Objective: Nicotine is an important component of cigarette smoke. Nicotine administration may result in oxidative stress by inducing the generation of reactive oxygen species in the periphery and central nervous system. Numerous epidemiological studies have demonstrated an inverse relationship between cigarette smoking and the risk of developing PD and AD. Nicotine might be responsible for this effect. In this study we evalute the malondialdehyde and nitric oxide levels of hippocampus after subchronic nicotine administration.

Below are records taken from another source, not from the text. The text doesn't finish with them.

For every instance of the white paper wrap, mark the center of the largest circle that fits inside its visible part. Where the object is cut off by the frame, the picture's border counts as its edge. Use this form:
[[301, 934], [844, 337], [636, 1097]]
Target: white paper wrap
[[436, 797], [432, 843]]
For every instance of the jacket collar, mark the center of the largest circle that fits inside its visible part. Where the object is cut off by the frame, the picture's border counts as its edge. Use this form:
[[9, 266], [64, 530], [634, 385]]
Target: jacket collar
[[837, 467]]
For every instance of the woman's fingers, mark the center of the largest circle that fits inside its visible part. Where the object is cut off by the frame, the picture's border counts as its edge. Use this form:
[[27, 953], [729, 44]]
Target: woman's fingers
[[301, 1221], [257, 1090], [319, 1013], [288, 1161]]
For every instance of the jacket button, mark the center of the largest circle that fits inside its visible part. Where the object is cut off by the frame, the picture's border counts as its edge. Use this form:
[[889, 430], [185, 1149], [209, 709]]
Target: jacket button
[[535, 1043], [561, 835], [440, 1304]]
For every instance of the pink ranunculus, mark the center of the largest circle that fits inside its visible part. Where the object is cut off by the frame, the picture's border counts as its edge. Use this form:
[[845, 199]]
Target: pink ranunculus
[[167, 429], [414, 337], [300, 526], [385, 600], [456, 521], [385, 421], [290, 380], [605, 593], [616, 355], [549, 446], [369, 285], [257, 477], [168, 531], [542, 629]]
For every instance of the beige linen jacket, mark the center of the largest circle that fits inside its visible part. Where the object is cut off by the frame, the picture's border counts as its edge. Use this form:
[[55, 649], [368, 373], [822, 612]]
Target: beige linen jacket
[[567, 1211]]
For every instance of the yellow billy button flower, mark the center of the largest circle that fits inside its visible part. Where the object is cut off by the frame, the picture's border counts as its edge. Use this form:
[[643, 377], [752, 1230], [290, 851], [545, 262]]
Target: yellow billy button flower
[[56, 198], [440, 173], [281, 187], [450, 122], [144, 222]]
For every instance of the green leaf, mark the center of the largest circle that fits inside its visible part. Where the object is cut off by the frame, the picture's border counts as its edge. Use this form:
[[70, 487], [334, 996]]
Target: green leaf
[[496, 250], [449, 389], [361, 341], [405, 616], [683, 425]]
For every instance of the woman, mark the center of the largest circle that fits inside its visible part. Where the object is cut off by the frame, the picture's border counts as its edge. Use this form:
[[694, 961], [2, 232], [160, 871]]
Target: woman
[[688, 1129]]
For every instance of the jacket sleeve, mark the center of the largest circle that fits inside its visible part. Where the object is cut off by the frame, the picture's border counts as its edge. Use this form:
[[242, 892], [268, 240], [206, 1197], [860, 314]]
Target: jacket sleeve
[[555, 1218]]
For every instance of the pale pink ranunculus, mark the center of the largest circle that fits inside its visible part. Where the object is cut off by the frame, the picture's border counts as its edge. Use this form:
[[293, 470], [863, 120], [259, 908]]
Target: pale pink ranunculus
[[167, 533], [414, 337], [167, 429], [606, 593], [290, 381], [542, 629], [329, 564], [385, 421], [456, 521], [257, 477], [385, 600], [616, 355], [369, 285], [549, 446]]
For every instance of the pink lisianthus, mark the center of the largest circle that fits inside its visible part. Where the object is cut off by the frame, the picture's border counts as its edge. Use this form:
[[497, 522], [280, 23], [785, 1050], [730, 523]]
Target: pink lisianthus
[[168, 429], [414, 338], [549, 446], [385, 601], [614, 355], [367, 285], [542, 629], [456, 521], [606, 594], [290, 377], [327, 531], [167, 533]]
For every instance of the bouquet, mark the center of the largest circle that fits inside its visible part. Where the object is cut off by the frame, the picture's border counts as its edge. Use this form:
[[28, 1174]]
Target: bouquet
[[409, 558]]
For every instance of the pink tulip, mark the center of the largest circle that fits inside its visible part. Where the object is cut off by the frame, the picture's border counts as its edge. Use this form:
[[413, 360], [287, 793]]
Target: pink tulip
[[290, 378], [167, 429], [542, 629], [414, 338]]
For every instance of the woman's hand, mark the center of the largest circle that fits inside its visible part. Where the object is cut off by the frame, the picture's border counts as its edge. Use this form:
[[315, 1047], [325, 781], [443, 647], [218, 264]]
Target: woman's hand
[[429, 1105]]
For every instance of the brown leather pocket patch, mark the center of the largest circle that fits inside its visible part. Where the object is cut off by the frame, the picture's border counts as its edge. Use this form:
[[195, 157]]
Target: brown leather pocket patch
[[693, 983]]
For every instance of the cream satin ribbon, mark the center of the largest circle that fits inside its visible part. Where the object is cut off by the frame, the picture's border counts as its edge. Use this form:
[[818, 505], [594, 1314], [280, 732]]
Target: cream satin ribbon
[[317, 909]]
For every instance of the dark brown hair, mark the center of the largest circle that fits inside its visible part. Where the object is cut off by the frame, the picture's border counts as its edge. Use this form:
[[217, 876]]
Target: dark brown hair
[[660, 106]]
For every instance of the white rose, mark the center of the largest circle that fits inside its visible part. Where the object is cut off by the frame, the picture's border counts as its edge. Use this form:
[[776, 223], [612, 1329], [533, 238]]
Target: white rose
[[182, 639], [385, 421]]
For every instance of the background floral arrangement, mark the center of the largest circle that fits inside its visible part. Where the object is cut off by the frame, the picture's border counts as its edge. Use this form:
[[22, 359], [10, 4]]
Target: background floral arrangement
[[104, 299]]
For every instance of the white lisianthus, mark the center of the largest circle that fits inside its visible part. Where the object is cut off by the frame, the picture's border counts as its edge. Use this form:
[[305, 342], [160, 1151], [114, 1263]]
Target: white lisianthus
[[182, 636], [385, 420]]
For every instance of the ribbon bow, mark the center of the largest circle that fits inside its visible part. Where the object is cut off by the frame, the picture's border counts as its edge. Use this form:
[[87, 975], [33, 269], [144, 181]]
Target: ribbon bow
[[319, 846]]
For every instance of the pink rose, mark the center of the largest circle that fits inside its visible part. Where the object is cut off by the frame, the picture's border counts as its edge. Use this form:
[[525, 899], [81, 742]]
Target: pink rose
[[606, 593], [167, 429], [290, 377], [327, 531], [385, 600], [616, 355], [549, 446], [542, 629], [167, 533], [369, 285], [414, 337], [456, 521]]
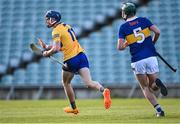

Materials and Methods: 3-6 months and 12-24 months aged, 40 rats were used. We arranged 4 groups as; young nicotine, aged nicotine, young control and aged control. Each group include 10 male sprague dawley rats. Young nicotine and aged nicotine groups were treated for 18 days with twice daily subcutaneously injections of nicotine (0.45 mg/kg, as the hydrogen tartrate salt) (Sigma, USA) and at the same time young control and aged control groups were treated with isotonic saline by the same way. 15 hours after the final treatment animals were euthanized with ether inhalation. Following brain removal, the hippocampus were dissected out bilaterally. Malondialdehyde was determined by the double heating method of Draper and Hadley. Nitric oxide was determined by the Griess reaction, in which nitric oxide and nitrate were converted to nitrite.

Results: The malondialdehyde and nitric oxide levels of hippocampi represented no difference between groups.

Conclusion: The dosage of nicotine and the period that we administered, represented no oxidant or antioxidant effect. The antioxidant effect of nicotine may be dose spesific or period of administration may be the other fact.